I have met and photographed some fantastic people and had some priceless experiences because of connections I’ve made online through sharing my photography, and some of the relationships that have built are very dear to me. A lot of my friends are musicians, or the friends and families of musicians - the support network, the people who can’t necessarily go to the gigs because they are holding the fort at home. I often share so that they get to feel part of it too.  

But damn, it can be tricky to navigate. Music photography can be bloody expensive and time consuming. Exposure on social media is NOT a fast-track way to paid work (I can count on one hand the number of times that's happened in all the years I've been doing this). But as anyone in a creative role will have experienced, people are just accustomed to consuming media for free.

The thousands spent on equipment, time invested in learning, improving, developing a style, seeking accreditation, travelling, photographing, countless hours of sorting and editing...none of that is really visible. 

There's so much more to be said, but the subject was supposed to be image use on social media and I'm already off-roading! 

In my enthusiasm to share content I'm beyond terrible at remembering to have this conversation - which I should always, always have upfront (and regret when I don't). Bottom line - if you like it enough to want to share it, please respect the wishes of the person who made it

  1. No screenshotting, cropping or editing. I upload images how I want them to be presented. NO GODDAMN FILTERS. Please. Especially not that cartoony crap. And the watermark is there for a reason.
  2. Share using the share button, use my name (it's written on every photo!) and tag @bandsonstage if you're reposting. This way I have a fighting chance of keeping track of where a photo is shared, and people can trace it back to me. 
  3. For any potential use elsewhere, contact me and we can talk fees.

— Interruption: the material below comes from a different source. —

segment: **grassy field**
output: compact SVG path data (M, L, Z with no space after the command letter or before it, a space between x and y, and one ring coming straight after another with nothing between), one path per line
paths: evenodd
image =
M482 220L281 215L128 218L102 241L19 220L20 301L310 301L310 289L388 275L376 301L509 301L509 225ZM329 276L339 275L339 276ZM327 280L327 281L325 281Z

I watermark images I put on social media with the copyright symbol, my name, and website address. Now, technically I don’t have to do this - copyright is automatic and exists as soon as the shutter is pressed. But there are still a lot of misunderstandings, so I do this to:

  • Identify myself as the photographer.
  • Make it easy for people to trace the source of the photo 
  • Prevent the photo being claimed by someone else as their work 
  • Prevent the photo from becoming an ‘orphaned work’

Is watermarking foolproof? Absolutely not. Photos still get used in all sorts of ways that haven't been agreed, and honestly it just drains the energy right out of me. Most people don't want to do wrong by you, and although this is no excuse, most problems arise from people not realising that there are dos and don'ts when it comes to using pictures that you find on the internet.

As aesthetically annoying as it is, adding my copyright watermark to each image removes ambiguity about where the photo has come from, makes a discussion with someone about the way a photo has been used a whole lot simpler. Also, if someone wants to commission me, license a photo for commercial use, buy a print...or, ya know, even just say thanks - they know how to find me!